There are a few resources I’m fond of that will help you understand you and your son’s personalities and temperaments. Carol Tuttle wrote a great book called “It’s Just My Nature” that outlines four significant personality types. Her down-to-earth explanations about temperament and personality have helped thousands understand themselves and loved ones. When you understand how to better celebrate your differences, perhaps you can have more tolerance and compassion for the things that drive you crazy.
I also think it’s good to slow down and see what he really needs. The Haim Ginott book I referenced earlier in this column is an excellent resource to help you learn how to access his real needs.
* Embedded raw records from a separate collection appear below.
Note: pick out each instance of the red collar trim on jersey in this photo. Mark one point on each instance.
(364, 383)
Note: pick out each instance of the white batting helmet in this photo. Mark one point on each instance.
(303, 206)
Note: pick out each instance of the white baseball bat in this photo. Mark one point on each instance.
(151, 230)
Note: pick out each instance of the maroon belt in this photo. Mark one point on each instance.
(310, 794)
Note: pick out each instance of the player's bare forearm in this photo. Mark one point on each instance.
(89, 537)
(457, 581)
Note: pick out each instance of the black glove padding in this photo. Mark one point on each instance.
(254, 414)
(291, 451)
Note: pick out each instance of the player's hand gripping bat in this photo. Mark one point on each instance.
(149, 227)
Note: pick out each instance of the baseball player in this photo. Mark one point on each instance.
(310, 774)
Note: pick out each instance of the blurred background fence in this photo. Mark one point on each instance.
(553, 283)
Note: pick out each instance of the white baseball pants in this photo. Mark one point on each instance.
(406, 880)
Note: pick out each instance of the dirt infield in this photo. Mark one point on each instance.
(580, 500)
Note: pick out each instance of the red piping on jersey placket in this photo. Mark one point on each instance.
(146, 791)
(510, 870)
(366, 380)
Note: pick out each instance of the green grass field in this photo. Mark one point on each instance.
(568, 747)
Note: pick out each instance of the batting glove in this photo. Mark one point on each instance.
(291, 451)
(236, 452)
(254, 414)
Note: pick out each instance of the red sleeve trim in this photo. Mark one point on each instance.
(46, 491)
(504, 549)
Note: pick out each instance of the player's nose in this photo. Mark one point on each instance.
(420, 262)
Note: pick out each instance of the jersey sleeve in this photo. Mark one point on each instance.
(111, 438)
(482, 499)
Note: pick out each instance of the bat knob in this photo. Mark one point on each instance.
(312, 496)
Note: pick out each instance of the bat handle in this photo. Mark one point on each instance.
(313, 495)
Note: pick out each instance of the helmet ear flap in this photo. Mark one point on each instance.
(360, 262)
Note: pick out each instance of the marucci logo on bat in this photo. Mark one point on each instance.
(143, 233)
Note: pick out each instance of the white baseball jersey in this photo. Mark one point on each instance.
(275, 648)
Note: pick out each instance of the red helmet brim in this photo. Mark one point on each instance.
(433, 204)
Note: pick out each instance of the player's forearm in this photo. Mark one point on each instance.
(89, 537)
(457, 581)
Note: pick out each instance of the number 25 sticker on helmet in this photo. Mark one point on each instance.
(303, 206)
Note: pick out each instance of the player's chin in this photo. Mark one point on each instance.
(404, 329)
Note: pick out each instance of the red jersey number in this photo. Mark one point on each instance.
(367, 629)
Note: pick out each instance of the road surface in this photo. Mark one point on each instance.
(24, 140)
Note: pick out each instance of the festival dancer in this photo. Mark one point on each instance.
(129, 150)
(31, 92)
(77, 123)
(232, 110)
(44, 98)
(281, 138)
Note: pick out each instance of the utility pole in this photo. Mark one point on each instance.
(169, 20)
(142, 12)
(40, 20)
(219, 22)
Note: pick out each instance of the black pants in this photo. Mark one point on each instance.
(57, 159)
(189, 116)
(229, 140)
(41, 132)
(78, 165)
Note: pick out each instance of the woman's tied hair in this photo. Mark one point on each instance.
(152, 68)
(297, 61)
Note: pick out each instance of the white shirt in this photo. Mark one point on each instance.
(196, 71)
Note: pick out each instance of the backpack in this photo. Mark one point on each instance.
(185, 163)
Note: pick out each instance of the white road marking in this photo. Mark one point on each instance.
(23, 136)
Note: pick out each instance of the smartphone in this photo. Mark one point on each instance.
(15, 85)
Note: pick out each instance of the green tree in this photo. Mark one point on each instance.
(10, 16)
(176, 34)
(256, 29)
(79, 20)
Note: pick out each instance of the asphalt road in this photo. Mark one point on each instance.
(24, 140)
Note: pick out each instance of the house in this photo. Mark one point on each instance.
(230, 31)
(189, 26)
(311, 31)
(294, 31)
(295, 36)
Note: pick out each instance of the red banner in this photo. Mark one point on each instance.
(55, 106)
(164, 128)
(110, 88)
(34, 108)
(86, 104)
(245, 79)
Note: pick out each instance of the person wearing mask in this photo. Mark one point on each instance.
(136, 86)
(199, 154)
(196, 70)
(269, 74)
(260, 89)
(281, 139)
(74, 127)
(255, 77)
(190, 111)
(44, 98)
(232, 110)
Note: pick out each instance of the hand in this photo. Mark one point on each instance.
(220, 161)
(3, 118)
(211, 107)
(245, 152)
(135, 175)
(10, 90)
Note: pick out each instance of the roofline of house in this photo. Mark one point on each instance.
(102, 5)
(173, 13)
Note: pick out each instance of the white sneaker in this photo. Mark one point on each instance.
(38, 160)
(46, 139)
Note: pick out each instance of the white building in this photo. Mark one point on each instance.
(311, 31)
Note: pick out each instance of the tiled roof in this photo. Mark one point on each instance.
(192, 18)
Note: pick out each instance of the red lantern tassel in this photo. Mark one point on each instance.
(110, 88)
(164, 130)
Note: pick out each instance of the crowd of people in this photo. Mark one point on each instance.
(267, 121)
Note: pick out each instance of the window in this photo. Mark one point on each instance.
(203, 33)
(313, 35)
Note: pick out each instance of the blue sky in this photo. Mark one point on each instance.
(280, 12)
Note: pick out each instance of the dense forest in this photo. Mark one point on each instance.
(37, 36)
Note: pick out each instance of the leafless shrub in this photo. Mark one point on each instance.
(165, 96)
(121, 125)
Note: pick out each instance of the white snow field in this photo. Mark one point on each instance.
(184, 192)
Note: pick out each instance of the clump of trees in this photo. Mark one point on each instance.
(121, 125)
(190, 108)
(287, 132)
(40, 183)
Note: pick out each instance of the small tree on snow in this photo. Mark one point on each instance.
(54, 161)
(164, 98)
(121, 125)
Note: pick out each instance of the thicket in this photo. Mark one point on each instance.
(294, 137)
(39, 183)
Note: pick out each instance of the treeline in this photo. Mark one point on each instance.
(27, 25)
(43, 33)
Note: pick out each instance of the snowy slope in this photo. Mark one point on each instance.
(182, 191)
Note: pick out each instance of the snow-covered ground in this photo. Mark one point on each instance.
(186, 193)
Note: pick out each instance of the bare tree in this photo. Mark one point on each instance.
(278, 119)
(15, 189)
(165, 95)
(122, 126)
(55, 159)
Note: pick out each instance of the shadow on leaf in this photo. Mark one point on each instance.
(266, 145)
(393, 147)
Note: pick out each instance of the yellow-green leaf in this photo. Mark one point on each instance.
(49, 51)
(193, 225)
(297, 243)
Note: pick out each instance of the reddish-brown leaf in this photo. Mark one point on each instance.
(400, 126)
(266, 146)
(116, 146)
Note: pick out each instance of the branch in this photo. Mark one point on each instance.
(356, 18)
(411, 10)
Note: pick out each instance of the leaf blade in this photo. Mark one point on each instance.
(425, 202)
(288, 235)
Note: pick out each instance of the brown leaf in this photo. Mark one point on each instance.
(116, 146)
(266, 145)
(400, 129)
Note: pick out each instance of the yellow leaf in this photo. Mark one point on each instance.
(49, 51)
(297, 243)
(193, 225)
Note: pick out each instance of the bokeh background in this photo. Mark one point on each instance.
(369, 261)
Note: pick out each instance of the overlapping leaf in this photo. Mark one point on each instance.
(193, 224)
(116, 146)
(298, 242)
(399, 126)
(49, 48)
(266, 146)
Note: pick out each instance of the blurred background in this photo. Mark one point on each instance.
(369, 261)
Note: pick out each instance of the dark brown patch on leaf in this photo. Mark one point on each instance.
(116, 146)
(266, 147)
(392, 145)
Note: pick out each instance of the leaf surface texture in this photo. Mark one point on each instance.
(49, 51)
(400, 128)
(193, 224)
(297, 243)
Sometimes children have such difficulty knowing how to ask for what they need that they become offensive in their asking. If we aren’t careful, we might miss a need that we would gladly meet if we better understood it.
Even though everything in you wants to be away from him, I would seek out the moments where you don’t mind being close to him and maximize those times. For example, perhaps it’s easier to connect with him in the mornings when he’s eating breakfast. You don’t need to sit around and discuss your relationship. Instead, just focus on being with him. That will certainly help you feel a little closer to him. You might even pull out your old photo albums of him when he was a baby and reflect on your memories and feelings about him when you first met each other.
Your exasperation is completely understandable. I’m glad you’re not giving up on the relationship with your son. As you learn about your distinct personalities and temperaments and then look for openings where you can naturally connect with him, I’m certain you’ll start to discover ways to improve your relationship.